Three Fridays from now is the apocalypse, so I'm trying to get ahead.
Thankfully, so are Prince Rama. The sister-duo from what - for now - is Brooklyn, have taken it upon themselves to comb the post-apocalyptic soundscape to produce Top 10 Hits of the End of the World. They have conjured recordings from ten post-apocalyptic bands, each of whom adds their biggest post-apocalypse hit to this compilation. Hits offers one cathartic dance-dirge after another, and the artists on this record bear the same relationship to Passion Pit that TV on the Radio does to The Village People. I mean all of this in the most positive way I can about the end of the world; if I survived the apocalypse I would be excited that there was music like this around.

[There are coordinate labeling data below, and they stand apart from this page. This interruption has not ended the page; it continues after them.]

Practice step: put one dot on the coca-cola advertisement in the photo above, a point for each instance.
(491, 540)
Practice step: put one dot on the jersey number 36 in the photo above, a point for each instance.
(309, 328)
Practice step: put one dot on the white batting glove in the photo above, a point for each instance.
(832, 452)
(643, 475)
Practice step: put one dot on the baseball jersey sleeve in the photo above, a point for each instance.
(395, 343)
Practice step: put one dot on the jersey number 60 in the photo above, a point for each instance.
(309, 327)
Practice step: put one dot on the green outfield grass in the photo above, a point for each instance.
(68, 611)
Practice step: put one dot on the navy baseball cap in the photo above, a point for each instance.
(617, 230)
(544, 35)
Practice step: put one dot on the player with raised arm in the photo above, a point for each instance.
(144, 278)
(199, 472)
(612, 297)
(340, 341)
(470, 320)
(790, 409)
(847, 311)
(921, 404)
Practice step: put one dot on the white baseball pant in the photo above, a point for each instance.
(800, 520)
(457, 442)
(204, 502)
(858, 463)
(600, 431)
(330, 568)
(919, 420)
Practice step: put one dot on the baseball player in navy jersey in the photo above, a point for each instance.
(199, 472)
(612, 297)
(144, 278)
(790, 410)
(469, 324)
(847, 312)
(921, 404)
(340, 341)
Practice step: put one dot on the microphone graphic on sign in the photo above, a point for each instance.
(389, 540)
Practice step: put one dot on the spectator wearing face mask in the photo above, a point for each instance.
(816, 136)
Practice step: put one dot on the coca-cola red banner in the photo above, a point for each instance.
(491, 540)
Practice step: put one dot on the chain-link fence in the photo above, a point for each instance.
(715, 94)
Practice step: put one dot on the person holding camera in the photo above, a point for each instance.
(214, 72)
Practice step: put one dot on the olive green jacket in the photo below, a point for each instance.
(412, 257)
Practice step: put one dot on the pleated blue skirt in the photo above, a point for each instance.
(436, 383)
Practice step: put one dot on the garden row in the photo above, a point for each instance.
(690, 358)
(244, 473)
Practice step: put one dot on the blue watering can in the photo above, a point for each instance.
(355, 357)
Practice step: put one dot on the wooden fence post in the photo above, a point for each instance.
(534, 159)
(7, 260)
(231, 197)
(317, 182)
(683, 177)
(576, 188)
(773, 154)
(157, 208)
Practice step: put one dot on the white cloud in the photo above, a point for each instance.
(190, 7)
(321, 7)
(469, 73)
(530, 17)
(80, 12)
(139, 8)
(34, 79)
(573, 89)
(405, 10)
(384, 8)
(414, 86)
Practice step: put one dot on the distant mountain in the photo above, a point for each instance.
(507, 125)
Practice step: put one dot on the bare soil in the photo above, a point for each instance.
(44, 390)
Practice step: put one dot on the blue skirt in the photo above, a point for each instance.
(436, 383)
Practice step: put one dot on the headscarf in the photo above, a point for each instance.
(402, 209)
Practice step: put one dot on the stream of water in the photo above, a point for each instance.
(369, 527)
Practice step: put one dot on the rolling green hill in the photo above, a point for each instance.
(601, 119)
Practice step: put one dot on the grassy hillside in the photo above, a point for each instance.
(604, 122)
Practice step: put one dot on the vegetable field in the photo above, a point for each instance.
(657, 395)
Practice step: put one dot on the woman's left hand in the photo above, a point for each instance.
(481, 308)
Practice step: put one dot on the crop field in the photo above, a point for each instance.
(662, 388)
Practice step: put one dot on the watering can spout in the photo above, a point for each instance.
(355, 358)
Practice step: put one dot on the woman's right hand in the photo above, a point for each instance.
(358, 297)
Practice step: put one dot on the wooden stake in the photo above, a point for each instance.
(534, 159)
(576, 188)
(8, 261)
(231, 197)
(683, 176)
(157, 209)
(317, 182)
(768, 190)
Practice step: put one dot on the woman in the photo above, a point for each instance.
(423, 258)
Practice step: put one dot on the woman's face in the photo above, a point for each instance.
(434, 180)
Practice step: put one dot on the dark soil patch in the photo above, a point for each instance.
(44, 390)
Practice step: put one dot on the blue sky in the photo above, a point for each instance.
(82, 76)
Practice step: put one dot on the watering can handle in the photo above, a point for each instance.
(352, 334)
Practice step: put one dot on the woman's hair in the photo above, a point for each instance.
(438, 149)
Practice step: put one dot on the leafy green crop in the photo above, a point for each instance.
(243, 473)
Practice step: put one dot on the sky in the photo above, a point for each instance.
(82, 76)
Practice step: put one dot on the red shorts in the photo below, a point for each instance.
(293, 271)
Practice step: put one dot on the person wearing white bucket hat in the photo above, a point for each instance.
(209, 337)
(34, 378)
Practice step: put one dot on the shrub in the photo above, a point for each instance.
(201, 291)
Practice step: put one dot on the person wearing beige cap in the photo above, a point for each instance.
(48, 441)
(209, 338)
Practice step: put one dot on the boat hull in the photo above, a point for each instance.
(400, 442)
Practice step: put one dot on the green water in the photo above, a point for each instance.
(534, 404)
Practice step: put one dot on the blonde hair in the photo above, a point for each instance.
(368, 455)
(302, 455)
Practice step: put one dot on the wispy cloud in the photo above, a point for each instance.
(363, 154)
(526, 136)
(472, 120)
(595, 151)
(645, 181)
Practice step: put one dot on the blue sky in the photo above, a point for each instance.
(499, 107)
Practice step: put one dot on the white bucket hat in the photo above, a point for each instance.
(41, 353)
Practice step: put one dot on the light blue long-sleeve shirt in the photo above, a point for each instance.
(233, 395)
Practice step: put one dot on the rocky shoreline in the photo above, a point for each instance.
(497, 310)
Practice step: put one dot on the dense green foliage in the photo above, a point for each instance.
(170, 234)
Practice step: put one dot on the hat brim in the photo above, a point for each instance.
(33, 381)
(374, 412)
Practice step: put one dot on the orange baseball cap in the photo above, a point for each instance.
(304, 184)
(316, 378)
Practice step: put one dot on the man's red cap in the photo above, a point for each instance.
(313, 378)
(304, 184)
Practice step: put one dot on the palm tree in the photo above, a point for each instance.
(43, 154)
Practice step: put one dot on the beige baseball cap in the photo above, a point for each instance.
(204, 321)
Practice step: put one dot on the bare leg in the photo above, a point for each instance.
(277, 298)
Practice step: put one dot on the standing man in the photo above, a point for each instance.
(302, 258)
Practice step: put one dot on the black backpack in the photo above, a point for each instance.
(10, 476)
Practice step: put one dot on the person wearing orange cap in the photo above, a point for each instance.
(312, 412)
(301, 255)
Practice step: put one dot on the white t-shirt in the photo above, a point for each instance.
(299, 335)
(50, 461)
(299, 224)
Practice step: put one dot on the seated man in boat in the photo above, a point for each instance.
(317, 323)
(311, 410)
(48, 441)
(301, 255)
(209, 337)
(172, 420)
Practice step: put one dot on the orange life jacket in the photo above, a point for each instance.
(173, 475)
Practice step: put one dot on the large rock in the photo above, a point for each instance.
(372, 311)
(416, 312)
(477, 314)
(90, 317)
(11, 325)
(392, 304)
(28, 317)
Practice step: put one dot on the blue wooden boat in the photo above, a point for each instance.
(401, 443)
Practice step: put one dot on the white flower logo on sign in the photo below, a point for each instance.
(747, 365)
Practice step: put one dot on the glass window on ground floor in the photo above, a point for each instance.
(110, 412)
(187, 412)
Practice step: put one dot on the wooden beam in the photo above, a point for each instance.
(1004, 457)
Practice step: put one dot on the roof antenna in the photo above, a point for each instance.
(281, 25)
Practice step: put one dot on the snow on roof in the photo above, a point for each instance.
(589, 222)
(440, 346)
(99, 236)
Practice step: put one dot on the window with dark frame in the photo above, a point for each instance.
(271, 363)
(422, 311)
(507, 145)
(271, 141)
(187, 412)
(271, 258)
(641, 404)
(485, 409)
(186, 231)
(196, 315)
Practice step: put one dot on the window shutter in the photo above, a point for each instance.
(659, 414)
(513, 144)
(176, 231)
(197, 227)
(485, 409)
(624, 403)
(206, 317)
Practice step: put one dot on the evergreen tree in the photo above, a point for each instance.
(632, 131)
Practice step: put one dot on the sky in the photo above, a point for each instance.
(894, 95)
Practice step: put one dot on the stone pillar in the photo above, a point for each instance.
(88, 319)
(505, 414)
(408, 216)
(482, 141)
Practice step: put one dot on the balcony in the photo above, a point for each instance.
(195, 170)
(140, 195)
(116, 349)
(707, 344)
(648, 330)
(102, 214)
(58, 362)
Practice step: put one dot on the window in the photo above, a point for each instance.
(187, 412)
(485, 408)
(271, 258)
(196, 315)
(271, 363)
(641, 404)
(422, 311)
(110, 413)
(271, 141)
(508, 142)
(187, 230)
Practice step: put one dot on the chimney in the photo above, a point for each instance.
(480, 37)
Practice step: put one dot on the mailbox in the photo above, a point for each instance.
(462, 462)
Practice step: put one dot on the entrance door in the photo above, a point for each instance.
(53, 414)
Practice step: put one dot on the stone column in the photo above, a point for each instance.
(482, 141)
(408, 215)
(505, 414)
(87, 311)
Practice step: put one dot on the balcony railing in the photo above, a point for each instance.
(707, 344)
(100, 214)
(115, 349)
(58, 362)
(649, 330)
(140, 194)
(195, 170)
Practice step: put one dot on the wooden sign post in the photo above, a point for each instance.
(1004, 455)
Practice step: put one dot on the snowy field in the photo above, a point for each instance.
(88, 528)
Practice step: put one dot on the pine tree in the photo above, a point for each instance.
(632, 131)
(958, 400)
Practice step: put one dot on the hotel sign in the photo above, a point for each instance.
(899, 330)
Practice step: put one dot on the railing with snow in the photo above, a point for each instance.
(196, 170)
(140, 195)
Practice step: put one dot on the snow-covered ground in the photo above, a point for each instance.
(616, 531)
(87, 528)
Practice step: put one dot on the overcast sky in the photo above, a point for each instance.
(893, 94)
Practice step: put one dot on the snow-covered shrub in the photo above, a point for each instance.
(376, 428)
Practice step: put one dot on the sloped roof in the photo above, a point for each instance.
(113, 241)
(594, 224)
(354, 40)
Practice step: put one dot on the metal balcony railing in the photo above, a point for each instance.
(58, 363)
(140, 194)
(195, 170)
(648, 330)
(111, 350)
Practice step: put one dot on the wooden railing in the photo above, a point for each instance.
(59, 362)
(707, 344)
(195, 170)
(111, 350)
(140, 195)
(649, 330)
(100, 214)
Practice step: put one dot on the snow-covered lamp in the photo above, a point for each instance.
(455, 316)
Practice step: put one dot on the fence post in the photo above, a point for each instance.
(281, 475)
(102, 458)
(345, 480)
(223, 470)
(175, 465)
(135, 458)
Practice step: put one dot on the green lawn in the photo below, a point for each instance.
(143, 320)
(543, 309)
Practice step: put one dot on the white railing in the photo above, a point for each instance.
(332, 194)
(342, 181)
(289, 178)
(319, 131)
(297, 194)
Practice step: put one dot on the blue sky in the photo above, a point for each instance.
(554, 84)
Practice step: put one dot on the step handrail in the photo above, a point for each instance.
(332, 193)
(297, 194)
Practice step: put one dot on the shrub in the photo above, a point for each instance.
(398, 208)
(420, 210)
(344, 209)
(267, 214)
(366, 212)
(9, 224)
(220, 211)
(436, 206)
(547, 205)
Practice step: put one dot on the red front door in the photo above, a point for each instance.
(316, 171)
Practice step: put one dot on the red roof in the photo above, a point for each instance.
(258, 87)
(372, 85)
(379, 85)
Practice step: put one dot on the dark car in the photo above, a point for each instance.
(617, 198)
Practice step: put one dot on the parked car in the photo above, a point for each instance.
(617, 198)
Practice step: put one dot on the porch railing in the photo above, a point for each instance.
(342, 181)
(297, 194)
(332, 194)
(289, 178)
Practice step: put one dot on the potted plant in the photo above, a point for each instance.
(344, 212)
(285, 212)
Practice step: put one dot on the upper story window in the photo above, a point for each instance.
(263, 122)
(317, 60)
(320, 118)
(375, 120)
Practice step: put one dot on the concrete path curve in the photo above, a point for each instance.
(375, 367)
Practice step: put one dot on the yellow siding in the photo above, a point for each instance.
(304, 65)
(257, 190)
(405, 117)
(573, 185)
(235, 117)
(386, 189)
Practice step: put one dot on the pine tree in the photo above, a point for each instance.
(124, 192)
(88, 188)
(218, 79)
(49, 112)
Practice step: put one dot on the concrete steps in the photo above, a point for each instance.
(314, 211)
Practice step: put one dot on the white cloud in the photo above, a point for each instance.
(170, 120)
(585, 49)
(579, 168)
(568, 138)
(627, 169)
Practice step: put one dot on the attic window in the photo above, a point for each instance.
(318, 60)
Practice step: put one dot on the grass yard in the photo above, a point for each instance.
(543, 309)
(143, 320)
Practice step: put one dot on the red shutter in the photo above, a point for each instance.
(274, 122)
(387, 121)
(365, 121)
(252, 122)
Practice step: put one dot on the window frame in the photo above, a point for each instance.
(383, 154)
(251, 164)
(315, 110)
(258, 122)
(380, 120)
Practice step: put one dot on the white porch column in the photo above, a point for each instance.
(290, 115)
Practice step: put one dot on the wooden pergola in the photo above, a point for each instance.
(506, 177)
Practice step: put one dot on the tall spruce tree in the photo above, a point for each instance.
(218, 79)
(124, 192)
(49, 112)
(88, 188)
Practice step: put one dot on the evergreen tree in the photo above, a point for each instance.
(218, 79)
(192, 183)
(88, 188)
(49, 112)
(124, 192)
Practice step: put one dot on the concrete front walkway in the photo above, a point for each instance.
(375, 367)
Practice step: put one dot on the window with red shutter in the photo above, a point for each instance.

Even so, these songs mostly validate those of us planning for the worst. Cathartic though these dances be, the ended world of Hits does not seem like it offers much opportunity for dance. An Orwellian Black Elk (I'm guessing) greets the listener on the first track. A song determinedly promising, in title and in tenor, "Those Who Live For Love Will Live Forever" ends in terrifying, howling crescendo. A band called Guns of Dubai had a post-apocalypse hit with "Blades of Austerity." Everywhere, one cannot help but imagine a substantial amount of marching. (Except maybe during "So Destroyed" by Rage Peace.)
If I survive to dance my way through Prince Rama's post-apocalyptic desolation it will be because of bands like Cold Specks. I heard this band for the first time last Wednesday. They sound like Mavis Staples listened to some Macy Gray, then asked The National to play behind her with a couple of guys from The Walkmen. The shorter - better - description is their own: "doom soul." My theory is that if exposure therapy works for overcoming fear, the same might be true for overcoming imminent, apocalyptic, doom to one's soul. Needless to say, I Predict a Graceful Expulsion has become ritual listening around here.
Singer Al Spx drives Cold Specks very close to the droning, hollow dissonance heard in the final days of humanity. Only humanity manages to prevail. Spx leaves you repeating, I am, I am, I am/a goddamn believer. And she reminds us that even doomed, souls love The Fresh Prince.